One of the most commonly tossed around ideas when it comes to achieving greater well-being and happiness is the elusive pursuit of “work-life balance”, a term that yields nearly one million results on Google in less than a second. Yet in my experience as a psychologist and a coach, I have found that work-life balance is not a healthy goal. In fact, I have come to believe in and to help people design what I call work-life harmony. Here are some reasons why harmony is better than balance and some strategies for creating more of it.
Work-life balance is a myth. Even worse, it’s a destructive myth that puts unnecessary pressure on people and encourages people to compare themselves to others. Balance implies perfection. Even the well-known “balance wheel of life” that divides your life into a pie chart implies that if there are gradations in your level of fulfillment in various aspects of life, your “wheel” will be jagged and your life will be a bumpy ride. People also take pride both in being “busier” than everyone else and also being better at the work-life balance equation. An alternative to this quest for perfection is to cultivate (love that word) “work-life harmony”.
Harmony beats balance every time. One of the amazing things about human beings is our ability to be creative, including creating beautiful music. Songs can be simple or complex and are endless in their uniqueness from the Beatles’ “Let It Be” to “Beethoven’s 9th”. Harmony also implies a pleasant blend of notes or tones, but sometimes songs have some dissonance in them as well. Moreover, we have unique tastes in our music preferences—just look at anyone’s iTunes playlists!
So, sometimes life also is more complicated with some dissonance—at certain stages of life or when you have a new baby, are perhaps running a start up company, or even caring for an ill family member. At these time your life won’t be “balanced”, but your life can have some harmony to it. When I did a workshop at a Leadership Retreat on Work-Life Harmony, the two days prior I had been with my husband who had emergency surgery and had been intubated and on morphine (he is fine now); while with him at the hospital, taking care of my children at home, and preparing for my workshop, I was not in balance, but I was absolutely in harmony (see below for the how-to part).
Moreover, “one size does not fit all”—your idea of harmony might be very different from mine. It depends greatly on one’s temperament and personality, the developmental stage of your life, and your core values and life purpose.
Finding YOUR own “sweet spot” with respect to work-life harmony is key. The sweet spot is considered the most effective spot from which to hit a ball with a bat or a racket—what’s the most effective way to use your own unique talents and gifts, your core values to create a life that fits your definition of success? That is what you need to figure out.
Three tips to creating work-life harmony:
1) Identify your core values—Make a list of values, whittle them down to 3-5, and consider how these values affect every decision you make every day. Making choices in life is easier when you know and are mindful of your core values. One place to discover your top five character strengths is authentichappiness.com, a website from the University of Pennsylvania that identifies your top five core character strengths. People who use these signature strengths every day are happier and more fulfilled in their professional and personal lives.
2) Know your personality–I recommend you do this right and hire an experienced coach who can help you identify the best assessments for you. But whether you use the Meyers-Briggs, the PeopleMap, the DiSC or some other tool, thinking about who you are is key. For instance, what is your level of reactivity to stress, your preferred activity level, your needs for closeness, your degree of introversion or extraversion, your need for novelty, your use of intuition or need to make lists? For example, how much alone time do you need? How much of a juggler are you? Do you need a lot of boundaries between home and work? Are you laid back or super organized? There is not one set of work-life harmony strategies for everyone! It is vital that you figure out what works for you!

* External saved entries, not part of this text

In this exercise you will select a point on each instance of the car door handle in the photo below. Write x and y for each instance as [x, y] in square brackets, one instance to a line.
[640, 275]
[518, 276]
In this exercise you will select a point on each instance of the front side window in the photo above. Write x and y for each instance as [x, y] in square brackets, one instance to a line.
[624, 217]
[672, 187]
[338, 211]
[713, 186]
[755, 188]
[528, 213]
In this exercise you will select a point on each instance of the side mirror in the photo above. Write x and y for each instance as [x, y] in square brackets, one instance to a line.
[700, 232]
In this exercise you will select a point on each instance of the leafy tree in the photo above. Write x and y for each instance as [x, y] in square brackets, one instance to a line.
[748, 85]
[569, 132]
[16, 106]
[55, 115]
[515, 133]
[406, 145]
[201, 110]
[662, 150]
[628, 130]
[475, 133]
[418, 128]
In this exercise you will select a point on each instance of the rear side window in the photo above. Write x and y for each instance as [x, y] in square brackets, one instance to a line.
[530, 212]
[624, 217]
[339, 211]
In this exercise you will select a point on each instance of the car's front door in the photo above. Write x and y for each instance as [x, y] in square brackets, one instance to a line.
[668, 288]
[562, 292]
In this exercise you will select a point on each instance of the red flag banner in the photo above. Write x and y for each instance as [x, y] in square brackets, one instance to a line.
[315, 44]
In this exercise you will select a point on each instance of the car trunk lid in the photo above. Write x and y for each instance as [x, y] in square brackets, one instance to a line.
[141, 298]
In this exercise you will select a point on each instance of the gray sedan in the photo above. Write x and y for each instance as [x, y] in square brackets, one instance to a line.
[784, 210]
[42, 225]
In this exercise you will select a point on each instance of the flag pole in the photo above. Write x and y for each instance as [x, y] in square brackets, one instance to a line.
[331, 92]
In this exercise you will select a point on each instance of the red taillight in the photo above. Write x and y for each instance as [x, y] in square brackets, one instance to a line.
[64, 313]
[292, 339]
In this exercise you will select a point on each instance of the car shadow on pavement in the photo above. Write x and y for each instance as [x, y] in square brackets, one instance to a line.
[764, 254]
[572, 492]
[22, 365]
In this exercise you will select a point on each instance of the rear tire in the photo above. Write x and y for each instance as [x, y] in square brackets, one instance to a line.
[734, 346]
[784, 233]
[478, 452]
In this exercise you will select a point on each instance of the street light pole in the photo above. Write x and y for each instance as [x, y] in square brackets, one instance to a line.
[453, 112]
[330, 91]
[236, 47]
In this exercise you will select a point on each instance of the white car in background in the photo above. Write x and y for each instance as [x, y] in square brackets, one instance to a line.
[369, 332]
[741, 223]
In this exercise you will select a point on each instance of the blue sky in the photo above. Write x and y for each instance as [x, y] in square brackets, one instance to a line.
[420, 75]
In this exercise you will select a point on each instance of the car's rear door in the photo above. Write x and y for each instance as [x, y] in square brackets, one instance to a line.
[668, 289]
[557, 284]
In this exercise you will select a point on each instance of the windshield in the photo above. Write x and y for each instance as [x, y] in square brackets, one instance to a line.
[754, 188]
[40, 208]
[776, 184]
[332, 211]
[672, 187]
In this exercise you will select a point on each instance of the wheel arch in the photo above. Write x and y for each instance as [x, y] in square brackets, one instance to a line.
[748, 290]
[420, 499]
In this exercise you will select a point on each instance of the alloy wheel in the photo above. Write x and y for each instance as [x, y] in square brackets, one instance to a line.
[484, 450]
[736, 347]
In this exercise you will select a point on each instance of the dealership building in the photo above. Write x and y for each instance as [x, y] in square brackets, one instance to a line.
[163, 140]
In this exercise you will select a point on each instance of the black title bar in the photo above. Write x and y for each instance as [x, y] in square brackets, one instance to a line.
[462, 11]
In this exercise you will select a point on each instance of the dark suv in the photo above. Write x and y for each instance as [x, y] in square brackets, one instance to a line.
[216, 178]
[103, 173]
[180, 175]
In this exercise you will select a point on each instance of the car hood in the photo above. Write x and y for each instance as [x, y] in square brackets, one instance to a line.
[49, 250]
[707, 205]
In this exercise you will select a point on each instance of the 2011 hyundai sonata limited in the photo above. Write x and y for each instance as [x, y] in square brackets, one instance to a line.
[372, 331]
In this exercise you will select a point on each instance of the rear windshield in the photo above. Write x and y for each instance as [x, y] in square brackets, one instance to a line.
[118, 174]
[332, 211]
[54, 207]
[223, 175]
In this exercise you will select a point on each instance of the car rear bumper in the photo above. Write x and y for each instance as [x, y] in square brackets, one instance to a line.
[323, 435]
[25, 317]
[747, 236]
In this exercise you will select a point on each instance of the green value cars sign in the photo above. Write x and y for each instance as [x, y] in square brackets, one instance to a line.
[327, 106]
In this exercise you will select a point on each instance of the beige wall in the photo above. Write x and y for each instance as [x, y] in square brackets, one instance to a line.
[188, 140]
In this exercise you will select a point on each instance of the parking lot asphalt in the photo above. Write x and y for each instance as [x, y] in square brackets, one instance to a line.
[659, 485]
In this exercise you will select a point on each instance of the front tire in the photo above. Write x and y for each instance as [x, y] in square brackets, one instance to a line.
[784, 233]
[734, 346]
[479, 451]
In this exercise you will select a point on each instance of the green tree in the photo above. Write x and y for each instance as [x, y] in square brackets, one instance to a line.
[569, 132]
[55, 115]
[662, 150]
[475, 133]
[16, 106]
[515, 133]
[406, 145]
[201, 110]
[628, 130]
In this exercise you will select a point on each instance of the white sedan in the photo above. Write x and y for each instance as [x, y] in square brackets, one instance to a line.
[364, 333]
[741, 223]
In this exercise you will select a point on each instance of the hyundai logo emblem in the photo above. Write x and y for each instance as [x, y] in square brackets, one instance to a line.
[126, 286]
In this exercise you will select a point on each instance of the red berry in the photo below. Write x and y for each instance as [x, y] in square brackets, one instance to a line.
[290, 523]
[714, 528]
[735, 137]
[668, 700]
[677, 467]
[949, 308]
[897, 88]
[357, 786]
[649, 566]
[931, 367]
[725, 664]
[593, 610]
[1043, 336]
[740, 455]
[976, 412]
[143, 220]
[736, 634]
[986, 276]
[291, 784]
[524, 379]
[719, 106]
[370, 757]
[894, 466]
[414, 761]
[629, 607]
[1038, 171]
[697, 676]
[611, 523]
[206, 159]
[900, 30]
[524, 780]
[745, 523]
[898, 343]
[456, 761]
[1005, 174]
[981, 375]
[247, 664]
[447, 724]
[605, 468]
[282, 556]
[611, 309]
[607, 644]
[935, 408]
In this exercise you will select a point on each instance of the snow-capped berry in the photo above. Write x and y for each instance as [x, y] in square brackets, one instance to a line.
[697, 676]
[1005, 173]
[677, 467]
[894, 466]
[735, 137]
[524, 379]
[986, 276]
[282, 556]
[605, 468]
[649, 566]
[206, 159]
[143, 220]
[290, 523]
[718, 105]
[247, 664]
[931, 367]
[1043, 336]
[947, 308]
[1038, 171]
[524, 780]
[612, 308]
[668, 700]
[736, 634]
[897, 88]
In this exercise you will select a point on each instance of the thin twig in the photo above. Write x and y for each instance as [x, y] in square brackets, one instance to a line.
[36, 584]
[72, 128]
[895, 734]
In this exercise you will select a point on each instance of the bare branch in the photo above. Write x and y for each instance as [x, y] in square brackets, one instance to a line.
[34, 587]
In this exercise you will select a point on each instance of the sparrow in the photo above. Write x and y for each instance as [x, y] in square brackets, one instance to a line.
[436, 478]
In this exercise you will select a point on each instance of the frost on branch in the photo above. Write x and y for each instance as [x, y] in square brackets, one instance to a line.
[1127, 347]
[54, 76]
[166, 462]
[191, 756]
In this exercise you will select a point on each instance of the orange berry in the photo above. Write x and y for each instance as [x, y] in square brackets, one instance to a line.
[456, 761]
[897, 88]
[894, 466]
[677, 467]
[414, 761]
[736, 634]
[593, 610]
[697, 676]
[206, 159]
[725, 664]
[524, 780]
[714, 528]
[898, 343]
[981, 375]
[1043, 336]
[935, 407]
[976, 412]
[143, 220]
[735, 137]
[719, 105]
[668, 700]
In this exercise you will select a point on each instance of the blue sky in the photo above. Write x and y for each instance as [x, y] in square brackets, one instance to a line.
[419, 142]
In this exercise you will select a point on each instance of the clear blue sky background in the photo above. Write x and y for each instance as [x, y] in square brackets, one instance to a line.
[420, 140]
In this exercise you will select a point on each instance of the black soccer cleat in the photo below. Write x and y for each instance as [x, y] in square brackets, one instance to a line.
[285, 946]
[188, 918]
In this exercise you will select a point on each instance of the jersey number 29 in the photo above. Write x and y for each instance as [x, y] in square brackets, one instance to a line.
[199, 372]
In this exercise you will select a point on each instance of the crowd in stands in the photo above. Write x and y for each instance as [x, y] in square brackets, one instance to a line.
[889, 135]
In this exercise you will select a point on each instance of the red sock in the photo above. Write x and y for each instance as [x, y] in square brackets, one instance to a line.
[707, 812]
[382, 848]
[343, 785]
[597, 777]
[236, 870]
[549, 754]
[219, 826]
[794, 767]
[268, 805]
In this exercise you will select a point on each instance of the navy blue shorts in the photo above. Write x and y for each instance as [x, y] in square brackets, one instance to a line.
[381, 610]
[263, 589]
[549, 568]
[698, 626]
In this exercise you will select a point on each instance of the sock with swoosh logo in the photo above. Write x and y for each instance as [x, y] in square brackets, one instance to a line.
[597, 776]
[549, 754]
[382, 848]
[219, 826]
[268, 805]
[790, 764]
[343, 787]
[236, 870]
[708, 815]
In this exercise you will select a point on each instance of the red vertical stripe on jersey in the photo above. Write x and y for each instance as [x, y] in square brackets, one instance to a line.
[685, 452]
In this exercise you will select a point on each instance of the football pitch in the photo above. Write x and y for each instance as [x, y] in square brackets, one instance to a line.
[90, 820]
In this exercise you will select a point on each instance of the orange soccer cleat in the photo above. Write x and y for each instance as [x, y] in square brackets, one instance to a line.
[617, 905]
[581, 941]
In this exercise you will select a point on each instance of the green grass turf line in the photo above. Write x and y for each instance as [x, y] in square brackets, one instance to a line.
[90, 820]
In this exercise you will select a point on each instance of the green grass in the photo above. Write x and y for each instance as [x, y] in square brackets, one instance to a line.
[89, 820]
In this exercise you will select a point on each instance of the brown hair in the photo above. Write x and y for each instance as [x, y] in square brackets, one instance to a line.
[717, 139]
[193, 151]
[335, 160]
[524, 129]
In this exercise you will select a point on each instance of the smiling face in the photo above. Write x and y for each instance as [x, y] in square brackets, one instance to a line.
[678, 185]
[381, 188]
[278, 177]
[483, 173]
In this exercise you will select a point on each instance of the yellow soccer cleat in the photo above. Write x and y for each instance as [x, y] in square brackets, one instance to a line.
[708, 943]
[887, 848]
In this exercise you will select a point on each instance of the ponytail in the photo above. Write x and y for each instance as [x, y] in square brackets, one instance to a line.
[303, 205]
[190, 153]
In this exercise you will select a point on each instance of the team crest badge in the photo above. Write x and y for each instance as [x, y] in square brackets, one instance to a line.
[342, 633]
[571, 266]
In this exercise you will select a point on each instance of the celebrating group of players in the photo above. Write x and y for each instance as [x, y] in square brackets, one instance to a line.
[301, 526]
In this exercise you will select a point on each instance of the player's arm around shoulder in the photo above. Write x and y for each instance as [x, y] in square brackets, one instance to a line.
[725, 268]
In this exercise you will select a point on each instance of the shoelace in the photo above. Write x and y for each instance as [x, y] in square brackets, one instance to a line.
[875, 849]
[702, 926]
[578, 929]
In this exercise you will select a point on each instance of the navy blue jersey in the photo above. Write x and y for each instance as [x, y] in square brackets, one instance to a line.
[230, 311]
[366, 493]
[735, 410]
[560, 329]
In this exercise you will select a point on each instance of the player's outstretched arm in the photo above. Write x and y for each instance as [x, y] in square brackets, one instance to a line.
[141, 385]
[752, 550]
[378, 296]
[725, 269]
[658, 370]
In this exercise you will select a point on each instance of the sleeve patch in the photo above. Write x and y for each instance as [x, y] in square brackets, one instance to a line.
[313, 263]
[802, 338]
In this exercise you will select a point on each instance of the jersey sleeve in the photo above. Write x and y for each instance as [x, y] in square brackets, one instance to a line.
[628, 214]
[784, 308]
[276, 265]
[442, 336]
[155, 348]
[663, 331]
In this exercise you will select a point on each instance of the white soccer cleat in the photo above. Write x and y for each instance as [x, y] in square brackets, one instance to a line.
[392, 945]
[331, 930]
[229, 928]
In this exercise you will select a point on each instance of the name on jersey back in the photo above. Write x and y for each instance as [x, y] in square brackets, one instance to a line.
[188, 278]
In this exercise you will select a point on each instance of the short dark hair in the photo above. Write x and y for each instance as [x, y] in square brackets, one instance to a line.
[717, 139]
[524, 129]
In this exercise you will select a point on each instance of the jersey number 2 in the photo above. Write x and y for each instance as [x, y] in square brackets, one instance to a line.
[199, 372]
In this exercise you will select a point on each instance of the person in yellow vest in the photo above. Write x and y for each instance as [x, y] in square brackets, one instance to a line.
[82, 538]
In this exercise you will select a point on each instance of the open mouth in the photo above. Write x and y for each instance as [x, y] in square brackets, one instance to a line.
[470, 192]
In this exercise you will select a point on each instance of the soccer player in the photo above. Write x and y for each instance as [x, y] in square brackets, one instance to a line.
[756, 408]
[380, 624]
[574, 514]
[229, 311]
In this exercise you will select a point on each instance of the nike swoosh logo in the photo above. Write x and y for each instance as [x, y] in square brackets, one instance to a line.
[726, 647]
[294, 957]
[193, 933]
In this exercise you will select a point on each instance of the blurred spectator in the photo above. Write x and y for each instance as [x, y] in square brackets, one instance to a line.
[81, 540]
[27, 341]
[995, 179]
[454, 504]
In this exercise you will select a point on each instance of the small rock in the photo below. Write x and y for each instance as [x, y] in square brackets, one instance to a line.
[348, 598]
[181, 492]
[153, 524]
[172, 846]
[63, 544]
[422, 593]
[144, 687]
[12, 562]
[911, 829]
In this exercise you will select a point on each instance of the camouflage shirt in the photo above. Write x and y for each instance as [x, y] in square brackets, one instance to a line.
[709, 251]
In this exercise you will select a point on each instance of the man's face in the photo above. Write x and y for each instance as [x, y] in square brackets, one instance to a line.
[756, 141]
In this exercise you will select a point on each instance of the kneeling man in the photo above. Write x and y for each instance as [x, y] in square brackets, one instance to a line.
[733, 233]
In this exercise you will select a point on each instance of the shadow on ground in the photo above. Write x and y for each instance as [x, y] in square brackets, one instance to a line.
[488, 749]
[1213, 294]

3) Get the data–Apply basic scientific principles for well being and happiness to create and sustain work-life harmony, no matter how you design your life. For instance, we know that well-being generally involves optimism and positive mood, self-compassion (lose the guilt!), positive social relationships with others, work that is meaningful and personal activities that you enjoy (whether that is reading, gardening, cooking, doing triathlons, church, bunko).
No one else knows whether it is better for you to exercise in the morning, work from home, clean your garage on the weekend, etc. You get the point. It is just that you have to mindfully, consciously design your life so that it works for you! Find your own “sweet spot” and let me know how it goes!